Attraversando l'oceano, ci si imbatte in un "mare di documenti"
Essendo tornato a Parigi molte volte negli ultimi anni, ho avuto l'opportunità di visitare i Musei Militari, Guimet, Cernuschi e Jacques Chirac, che ospitano numerosi reperti storici e opere d'arte provenienti dal Vietnam. Anche le università francesi possiedono una vasta gamma di risorse sul Vietnam e sul Sud-est asiatico. Nella biblioteca della Scuola di Architettura di Parigi, mi sono state mostrate oltre 120 tesi di laurea magistrale sulla pianificazione e l'architettura di Saigon e Hanoi , ricche di dati storici e contemporanei. Una rapida occhiata mi ha riempito di gioia e invidia, con la segreta speranza che un giorno queste tesi venissero condivise online.

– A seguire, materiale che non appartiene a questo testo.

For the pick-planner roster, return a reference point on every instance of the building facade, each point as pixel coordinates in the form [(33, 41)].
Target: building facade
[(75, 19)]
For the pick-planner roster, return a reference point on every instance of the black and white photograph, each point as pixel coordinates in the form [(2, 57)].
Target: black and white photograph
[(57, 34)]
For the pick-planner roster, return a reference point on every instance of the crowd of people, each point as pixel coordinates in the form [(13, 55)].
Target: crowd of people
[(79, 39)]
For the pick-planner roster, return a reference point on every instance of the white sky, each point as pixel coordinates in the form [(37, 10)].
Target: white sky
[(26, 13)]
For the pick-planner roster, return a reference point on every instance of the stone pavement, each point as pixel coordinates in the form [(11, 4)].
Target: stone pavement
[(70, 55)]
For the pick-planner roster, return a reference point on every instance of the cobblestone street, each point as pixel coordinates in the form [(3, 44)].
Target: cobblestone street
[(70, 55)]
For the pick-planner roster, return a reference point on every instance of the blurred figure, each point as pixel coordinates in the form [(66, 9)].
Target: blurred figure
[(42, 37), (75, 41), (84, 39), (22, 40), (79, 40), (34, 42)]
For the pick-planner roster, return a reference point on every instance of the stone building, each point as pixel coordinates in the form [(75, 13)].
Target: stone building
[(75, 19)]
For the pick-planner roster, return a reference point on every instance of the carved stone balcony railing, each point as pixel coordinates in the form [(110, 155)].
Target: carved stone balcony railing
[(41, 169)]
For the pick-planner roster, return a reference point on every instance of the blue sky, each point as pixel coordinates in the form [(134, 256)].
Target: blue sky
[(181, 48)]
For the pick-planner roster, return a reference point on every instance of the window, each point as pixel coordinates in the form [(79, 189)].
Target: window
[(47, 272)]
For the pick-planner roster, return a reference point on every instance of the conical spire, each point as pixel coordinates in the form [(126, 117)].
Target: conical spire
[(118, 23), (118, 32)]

Visitando l'Archivio Cinematografico e Fotografico dell'Esercito Francese (ECPAD), situato in un'antica fortezza in stile Vauban, i miei amici francesi mi hanno guidato attraverso una magnifica collezione di fotografie. Migliaia di vecchie fotografie, ancora incollate in vecchie cartelle di carta, erano state, per fortuna, digitalizzate e caricate sui computer. Attraverso gli obiettivi dei fotografi ufficiali, le case e la vita quotidiana di Saigon e dell'Indocina dal 1945 al 1955 sono raffigurate in modo vario e vivido.Apriti Sesamo...
Autore Phuc Tien
Dobbiamo andare alla ricerca di tesori nascosti.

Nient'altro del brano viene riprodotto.